« La saison est morte, nous, on est sur le futur ». Trois ans que Jean-Philippe Ribellino avait repris l’auberge de la Meije, l’historique étape créée fin XIXe et ancien centre UCPA. « On partait sur une saison record, avec + 30 % de réservations. » Le camping aussi était plein dès le 4 juillet. L’aubergiste a entendu le ministre de la Transition Écologique clamer que le hameau serait reconstruit. « Mais dans quinze jours il n’est plus là ». Et le lundi 24 juin, le patron du département était réservé.
« Trop tôt pour se prononcer, vu l’ampleur du phénomène »
L’auberge est selon son gérant l’un des rares bâtiments non détruits. Il dispose de la plus grosse capacité avec le chalet du Club alpin (70 places). Lui aussi, à l’écart de la lave torrentielle, est encore sur pied. « On jouera le jeu pour être un lieu d’accueil que la Bérarde soit accessible en voiture ou pas. Mais il faudra voir la stabilité du terrain, avec peut-être des travaux de soutènement », observe avec prudence Nicolas Raynaud le président de la Fédération qui imagine bien l’établissement jouer un rôle de refuge.
« Trop tôt pour se prononcer, vu l’ampleur du phénomène » indique Jean-Marc Vengeon, ancien président du bureau des guides aujourd’hui à la tête du syndicat nationale (SNGM). Les guides n’ont plus de local là-haut. Pour ce spécialiste des risques naturels, l’événement devrait faire évoluer la politique de prévention et soulève bien des questions autour de la sécurité, comme le résume l’architecte Jean-François Lyon-Caen : « Est-ce qu’on autorisera à habiter un hameau qui a subi un tel phénomène et à quel prix pour sa protection ? »
Pourra-t-on cet été accéder au Haut-Vénéon ?
La Bérarde, c’était deux restaurants, une crêperie, un hôtel et des locations de meublés, détruits pour la plupart. Les sinistrés sont fédérés par un lien avec l’application téléphonique WhatsApp. Pour le peu qui a résisté, il faut remettre les réseaux et quid des assurances ?
Pourra-t-on cet été accéder au Haut-Vénéon, pour quels itinéraires ? Tout dépendra de la réouverture de la route, sachant que le pont d’entrée au hameau n’existe plus et que les maisons sont ensevelies sous des tonnes de matériaux instables.
Dans un premier temps, les vallons en aval, la Muzelle dont le refuge est toujours gardé, et la Selle apparaissent comme les secteurs de repli pour alpinistes et randonneurs. « Ensuite le Soreiller et la Lavey, si l’accès aux Étages est rétabli » évoque Jean-Marc Vengeon.
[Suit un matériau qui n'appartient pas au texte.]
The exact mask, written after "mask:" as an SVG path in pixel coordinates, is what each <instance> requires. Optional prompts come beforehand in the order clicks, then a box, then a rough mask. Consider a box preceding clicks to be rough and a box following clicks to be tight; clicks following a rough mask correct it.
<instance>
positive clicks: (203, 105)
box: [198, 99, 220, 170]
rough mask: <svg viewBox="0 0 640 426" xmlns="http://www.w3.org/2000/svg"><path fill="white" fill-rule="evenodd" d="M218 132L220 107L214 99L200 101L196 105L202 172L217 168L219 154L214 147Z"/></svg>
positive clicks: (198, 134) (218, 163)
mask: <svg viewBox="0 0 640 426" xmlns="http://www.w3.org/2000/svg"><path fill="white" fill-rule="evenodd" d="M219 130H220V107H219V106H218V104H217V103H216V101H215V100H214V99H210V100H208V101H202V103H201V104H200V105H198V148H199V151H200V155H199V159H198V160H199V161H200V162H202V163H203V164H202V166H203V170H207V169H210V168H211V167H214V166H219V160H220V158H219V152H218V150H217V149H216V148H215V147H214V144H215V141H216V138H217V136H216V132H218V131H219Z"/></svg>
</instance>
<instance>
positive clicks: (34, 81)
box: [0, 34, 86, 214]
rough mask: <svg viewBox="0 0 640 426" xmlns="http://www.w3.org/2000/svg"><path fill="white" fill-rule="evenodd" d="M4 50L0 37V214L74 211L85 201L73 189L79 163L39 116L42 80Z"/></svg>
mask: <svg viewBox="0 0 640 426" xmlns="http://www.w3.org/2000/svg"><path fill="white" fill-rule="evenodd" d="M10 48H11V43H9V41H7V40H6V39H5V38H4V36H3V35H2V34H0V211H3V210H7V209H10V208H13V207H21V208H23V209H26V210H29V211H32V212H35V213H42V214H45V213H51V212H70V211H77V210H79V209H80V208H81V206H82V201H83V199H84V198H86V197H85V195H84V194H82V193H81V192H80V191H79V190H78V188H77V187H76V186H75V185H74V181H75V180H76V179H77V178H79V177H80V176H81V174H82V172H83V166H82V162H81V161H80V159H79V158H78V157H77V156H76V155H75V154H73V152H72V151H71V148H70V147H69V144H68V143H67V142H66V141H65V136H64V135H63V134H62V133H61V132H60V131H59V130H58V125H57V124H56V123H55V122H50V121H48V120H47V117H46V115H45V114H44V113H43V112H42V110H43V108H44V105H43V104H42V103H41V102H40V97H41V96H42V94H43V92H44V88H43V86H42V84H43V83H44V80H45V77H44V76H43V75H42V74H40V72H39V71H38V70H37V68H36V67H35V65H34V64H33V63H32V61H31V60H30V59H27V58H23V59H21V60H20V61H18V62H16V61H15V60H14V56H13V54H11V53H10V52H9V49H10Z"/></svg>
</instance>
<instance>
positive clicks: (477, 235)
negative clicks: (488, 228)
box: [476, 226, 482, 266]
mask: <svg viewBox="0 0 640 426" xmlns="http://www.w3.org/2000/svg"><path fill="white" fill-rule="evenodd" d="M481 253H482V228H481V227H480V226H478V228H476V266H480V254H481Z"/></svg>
Ce hameau, situé sous de la Bérarde, le dessinateur Jean-Marc Rochette, un de ses résidents a pu l’atteindre en 4×4. La plupart de la vingtaine de bâtiments n’a pas été impactée. Et certains itinéraires du haut, la Meije ou Temple Écrins (Coolidge), pourront être accessibles par l’extérieur : la Grave et son téléphérique, la Vallouise, le Valgaudemar. Encore faut-il avoir les compétences techniques.
Un itinéraire pédestre aller-retour vers la Bérarde
L’avenir de l’accès dépend du travail des agents du parc des Écrins en charge des sentiers. Et à entendre Pierre-Henri Peyret le chef du secteur, il y a du soleil au-dessus de la grisaille. « Hormis les vallons des Étançons et de Bonnepierre, le dernier où on enverra des gens vus les risques, on a eu moins de dégâts que lors de la tempête Aline à l’automne. »
Sur 24 ouvrages franchissant les cours d’eau, huit sont à reprendre. Et les travaux menés avant la catastrophe, pour refaire le sentier du Carrelet, n’ont pas été effacés. « On attaque la réhabilitation des sentiers prioritaires au fur et à mesure de la réouverture de la RD, pour l’accès aux alpages, au fur et à mesure de nos découvertes, en remontant le Vénéon. Le souci est d’abord de rompre l’isolement des bergers. »
Parmi les scénarios, il y a l’idée de sécuriser un itinéraire pédestre aller-retour vers la Bérarde. Dans ce contexte sensible, le responsable du parc appelle les randonneurs à respecter la signalisation. Il songe au lac du Lauvitel, qui « atteint sa cote historique » où les gens s‘aventurent hors des rubalises s’exposant au terrain instable.